Citing that nominal is at a 15-year low, unemployment is at a 45-year high, household consumption is at a four-decade low, and bad loans in banks are at an all-time high, the senior Congress leader said “these are mere manifestations of a deeper underlying malaise that plagues the nation’s economy today.”
“Many industrialists tell me that they live in fear of harassment by government authorities. Bankers are reluctant to make new loans, for fear of retribution. Entrepreneurs are hesitant to put up fresh projects, for fear of failure attributed to ulterior motives,” the senior Congress leader said in a piece he wrote for The Hindu newspaper.

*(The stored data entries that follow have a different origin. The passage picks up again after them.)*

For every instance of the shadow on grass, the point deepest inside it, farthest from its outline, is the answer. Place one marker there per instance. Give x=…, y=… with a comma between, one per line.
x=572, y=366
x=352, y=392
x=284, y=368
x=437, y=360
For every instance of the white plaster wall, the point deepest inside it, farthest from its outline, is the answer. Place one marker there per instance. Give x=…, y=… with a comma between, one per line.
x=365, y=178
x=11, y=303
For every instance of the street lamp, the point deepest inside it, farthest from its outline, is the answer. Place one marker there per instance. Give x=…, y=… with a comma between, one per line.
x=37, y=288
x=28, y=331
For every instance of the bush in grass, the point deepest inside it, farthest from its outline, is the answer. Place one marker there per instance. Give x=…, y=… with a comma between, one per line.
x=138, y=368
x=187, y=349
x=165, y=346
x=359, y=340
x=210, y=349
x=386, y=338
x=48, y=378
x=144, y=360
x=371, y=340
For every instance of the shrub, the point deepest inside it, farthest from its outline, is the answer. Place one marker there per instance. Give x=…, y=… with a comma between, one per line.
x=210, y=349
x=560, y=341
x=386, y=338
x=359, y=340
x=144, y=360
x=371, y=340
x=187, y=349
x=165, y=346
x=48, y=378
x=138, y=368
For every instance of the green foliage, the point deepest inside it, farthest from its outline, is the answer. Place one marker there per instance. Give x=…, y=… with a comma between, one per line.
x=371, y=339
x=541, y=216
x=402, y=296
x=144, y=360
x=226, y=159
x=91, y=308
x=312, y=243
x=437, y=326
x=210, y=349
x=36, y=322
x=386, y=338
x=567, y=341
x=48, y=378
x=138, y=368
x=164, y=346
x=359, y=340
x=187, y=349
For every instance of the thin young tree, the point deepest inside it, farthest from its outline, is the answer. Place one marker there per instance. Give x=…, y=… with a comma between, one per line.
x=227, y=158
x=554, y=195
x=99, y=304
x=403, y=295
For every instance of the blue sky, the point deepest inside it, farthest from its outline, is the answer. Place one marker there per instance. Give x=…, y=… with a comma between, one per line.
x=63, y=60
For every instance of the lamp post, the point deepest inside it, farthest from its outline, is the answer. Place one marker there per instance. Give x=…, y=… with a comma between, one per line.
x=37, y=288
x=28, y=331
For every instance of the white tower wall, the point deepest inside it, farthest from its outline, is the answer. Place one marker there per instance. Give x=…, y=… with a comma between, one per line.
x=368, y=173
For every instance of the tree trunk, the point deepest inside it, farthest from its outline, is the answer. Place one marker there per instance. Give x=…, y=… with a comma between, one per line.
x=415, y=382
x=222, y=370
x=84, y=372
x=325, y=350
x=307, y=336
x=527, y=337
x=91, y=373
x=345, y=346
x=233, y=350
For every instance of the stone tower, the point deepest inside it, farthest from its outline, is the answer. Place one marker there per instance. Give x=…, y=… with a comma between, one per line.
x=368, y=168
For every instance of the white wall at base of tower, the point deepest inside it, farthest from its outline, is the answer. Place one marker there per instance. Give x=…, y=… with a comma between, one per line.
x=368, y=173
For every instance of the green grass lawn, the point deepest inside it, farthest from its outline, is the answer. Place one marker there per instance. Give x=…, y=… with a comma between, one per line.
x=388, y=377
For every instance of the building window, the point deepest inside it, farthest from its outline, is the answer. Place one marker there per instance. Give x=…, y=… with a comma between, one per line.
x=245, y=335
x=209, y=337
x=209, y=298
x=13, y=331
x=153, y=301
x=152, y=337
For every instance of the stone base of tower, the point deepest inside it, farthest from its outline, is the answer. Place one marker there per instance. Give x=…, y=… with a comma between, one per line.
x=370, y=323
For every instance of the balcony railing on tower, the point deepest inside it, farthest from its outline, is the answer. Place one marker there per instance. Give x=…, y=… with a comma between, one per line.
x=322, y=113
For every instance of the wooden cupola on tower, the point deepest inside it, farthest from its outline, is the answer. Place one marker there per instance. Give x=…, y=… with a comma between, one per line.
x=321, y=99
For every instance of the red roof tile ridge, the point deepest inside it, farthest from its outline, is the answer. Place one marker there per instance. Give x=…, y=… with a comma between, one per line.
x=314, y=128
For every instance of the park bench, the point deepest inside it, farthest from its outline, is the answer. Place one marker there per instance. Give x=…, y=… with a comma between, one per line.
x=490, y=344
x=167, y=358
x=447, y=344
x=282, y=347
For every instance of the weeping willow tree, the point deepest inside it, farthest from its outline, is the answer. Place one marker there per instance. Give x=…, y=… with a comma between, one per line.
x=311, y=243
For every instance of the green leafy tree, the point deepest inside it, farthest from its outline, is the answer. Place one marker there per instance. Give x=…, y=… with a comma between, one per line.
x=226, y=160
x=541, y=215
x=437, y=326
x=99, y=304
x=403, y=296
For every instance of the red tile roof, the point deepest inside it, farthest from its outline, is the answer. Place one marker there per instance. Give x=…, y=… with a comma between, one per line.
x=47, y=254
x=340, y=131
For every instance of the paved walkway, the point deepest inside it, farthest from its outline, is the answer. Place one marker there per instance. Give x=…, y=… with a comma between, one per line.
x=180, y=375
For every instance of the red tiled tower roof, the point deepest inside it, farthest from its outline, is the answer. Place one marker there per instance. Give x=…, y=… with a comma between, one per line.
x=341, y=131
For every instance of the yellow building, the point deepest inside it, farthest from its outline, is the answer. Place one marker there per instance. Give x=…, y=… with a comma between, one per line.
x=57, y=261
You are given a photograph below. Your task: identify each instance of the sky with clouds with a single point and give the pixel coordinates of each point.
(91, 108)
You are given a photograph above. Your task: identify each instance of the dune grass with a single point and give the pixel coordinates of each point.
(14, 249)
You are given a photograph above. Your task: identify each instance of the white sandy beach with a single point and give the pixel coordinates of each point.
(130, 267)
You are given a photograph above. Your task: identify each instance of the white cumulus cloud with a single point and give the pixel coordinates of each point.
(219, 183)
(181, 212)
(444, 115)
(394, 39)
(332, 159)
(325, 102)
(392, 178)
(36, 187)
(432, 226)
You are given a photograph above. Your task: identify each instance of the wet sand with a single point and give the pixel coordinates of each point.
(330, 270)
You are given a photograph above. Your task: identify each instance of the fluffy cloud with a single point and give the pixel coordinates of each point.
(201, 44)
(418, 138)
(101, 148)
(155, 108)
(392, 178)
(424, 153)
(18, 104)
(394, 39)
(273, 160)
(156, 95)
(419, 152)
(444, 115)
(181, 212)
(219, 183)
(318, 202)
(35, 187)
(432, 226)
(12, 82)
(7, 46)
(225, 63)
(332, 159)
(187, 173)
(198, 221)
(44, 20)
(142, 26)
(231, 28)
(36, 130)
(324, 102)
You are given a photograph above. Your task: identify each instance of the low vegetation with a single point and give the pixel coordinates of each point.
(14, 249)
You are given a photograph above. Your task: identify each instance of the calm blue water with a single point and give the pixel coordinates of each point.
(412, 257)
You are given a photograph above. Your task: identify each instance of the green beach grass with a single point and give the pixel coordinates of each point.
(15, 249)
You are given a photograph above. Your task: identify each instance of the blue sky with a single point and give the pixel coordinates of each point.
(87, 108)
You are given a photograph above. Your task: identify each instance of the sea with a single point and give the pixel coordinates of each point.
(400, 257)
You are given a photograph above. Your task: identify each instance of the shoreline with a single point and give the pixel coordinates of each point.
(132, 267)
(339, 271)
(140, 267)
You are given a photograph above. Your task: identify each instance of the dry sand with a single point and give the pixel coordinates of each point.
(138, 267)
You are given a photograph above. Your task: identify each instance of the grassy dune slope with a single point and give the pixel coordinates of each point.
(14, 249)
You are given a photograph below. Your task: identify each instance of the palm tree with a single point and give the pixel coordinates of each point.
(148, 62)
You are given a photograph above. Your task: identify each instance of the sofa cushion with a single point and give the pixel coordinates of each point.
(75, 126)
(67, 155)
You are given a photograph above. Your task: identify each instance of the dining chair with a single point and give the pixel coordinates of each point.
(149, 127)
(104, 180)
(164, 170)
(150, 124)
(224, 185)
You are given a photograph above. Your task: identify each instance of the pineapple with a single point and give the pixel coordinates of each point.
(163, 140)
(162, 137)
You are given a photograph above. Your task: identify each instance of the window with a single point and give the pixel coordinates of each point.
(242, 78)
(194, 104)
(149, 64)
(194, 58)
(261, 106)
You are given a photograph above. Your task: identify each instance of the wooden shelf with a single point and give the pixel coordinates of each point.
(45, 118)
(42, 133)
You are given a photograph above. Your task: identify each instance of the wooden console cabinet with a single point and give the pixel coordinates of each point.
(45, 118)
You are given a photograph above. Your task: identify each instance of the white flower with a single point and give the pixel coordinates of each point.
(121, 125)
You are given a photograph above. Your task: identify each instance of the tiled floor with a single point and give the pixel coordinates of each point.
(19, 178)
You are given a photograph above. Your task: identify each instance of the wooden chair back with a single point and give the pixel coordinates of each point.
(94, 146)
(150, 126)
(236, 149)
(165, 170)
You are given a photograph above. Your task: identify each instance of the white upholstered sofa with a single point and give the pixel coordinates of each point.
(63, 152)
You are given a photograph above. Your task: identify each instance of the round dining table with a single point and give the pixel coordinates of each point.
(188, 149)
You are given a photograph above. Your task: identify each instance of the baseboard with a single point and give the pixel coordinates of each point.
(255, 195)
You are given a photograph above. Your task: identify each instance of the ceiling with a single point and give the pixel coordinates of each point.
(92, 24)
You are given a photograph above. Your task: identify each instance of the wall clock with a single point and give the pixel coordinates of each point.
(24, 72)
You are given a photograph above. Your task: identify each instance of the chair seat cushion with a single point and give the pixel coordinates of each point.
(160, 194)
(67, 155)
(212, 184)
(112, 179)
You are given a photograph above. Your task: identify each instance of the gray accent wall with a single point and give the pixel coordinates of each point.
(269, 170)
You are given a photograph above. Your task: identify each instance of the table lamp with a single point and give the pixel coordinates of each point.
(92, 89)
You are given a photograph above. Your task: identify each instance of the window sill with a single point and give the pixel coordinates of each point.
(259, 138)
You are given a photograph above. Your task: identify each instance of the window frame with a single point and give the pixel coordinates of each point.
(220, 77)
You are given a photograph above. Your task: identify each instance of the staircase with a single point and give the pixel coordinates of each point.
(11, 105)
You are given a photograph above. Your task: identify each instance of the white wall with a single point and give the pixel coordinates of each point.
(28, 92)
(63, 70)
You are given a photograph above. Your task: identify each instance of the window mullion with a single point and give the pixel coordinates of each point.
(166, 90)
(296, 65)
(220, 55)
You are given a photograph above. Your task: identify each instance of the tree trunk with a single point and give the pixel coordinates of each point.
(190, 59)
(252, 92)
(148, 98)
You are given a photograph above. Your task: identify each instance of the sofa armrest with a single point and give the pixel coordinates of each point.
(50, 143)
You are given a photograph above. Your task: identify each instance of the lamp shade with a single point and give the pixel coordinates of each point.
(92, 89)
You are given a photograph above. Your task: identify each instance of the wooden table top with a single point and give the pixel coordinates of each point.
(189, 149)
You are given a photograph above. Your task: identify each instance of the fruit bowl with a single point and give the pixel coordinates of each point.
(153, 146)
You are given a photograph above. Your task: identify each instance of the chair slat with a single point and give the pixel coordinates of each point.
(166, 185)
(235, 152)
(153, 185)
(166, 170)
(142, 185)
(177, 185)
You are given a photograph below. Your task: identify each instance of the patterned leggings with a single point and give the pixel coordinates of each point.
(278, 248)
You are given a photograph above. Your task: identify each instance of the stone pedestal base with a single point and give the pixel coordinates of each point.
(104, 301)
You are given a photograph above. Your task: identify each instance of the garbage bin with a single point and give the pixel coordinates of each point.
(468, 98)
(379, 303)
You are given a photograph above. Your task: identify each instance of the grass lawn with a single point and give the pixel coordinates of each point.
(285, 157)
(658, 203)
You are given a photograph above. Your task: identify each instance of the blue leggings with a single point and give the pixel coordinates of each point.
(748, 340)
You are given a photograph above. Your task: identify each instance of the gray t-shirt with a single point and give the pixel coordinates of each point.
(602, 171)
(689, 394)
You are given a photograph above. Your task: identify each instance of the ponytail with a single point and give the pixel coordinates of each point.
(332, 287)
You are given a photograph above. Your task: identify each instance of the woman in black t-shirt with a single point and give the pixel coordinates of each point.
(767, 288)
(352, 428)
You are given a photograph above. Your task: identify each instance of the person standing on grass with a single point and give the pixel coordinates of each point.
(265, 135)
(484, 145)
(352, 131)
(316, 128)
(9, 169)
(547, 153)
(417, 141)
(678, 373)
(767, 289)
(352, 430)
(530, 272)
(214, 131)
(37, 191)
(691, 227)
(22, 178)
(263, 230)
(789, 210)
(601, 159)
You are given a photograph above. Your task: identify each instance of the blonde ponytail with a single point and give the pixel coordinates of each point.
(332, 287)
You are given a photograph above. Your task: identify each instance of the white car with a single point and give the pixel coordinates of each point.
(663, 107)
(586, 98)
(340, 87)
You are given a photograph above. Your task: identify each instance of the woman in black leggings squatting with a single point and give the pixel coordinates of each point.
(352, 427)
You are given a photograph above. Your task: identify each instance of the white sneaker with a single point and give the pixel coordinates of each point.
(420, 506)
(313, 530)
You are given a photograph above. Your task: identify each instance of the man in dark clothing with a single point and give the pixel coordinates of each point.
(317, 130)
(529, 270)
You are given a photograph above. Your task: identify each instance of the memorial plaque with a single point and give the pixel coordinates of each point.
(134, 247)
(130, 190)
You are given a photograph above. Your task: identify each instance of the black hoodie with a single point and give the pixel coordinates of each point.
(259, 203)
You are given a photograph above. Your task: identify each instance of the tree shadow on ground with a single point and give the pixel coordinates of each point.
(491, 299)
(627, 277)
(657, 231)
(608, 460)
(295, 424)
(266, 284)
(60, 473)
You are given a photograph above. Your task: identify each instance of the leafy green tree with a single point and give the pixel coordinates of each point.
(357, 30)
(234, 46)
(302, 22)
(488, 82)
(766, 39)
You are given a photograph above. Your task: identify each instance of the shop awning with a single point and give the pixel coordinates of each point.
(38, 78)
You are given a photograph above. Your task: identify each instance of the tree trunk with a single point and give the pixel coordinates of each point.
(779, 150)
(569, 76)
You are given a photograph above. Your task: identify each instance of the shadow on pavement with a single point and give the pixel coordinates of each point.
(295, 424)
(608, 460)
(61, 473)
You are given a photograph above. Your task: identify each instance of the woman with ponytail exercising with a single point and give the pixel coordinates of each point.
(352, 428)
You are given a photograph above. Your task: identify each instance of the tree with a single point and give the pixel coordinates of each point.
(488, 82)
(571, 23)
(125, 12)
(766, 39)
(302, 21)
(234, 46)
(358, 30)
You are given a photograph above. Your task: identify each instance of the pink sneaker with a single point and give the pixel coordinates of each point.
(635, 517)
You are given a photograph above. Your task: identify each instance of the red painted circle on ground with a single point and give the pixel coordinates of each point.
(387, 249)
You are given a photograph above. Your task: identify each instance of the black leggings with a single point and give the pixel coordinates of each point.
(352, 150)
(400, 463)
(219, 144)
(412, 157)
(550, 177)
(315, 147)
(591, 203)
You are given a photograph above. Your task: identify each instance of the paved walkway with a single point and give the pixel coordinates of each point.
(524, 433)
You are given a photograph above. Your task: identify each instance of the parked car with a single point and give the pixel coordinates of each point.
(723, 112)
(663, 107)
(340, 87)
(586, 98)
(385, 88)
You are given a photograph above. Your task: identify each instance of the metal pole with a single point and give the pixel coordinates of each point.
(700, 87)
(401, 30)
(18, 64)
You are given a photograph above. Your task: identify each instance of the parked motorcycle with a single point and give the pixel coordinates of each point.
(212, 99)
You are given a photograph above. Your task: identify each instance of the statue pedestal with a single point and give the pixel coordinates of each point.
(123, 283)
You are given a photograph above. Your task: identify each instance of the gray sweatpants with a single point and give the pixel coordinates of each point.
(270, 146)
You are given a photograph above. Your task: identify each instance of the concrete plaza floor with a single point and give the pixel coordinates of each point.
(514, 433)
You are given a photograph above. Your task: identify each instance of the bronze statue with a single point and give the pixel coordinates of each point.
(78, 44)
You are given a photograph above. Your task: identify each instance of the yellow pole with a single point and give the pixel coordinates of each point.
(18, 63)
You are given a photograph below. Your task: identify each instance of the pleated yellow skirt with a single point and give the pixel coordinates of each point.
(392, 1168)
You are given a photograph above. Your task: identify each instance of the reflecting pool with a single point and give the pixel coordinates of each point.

Singh said policymakers in government and other institutions are scared to speak the truth or engage in intellectually honest policy discussions. Singh claimed that people’s trust in independent institutions has been “severely eroded” and there is a lack of a support system for people to seek refuge against “unlawful tax harassment or unfair regulations.”
He said the present government’s suspicion that every industrialist, banker, policymaker, regulator, entrepreneur and citizen is out to defraud the government has led to a complete breakdown of trust in our society.
“This has halted economic development, with bankers unable to lend, industrialists unable to invest and policymakers unable to act,” he added.
He further said that the Modi government seems to view everything and everyone through a tainted prism of suspicion and distrust, and has positioned itself as some saviour “resorting to foolhardy moral-policing policies such as demonetisation, which have proved to be ill-thought-out and catastrophic”.
Singh said it is important that the social fabric torn by fear and distrust is stitched together for economic growth to revive and urged the government to shed its ‘mala fide-unless-proven-otherwise’ doctrine.
Stating that there is a sharp increase in retail inflation numbers, especially the food inflation figure, Singh said the ‘real worrying trend” coupled with high unemployment will lead to “stagflation” and that it is prudent to act quickly to restore consumption demand through fiscal policy measures since the impact of monetary policy seems muted.
“It is my belief that India’s fragile economic situation calls for the twin policy actions of boosting demand through fiscal policy and reviving private investment through ‘social policy’ by inspiring trust and confidence in the economic participants in our society,” he said.
In his piece, the former prime minister argued that India is a $3 trillion economy and not a “command and control economy that can be bullied or directed at will.” It can not be managed by just managing headlines and media commentary, he wrote.
Shooting down messengers of bad news or shutting off economic reports and data is juvenile and does not behove a rising global economic powerhouse, he added.
Singh said India should capitalise from slowing down of China’s economy and that the government has once-in-a-generation opportunity to catapult India to the next phase of economic development because of absolute majority in the Lok Sabha and the fall in global oil prices. He ended by urging PM Modi “to set aside his deep-rooted suspicion of industrialists and entrepreneurs and nurse us back to a confident and mutually trustworthy society that can revive the animal spirits and help our economy soar.”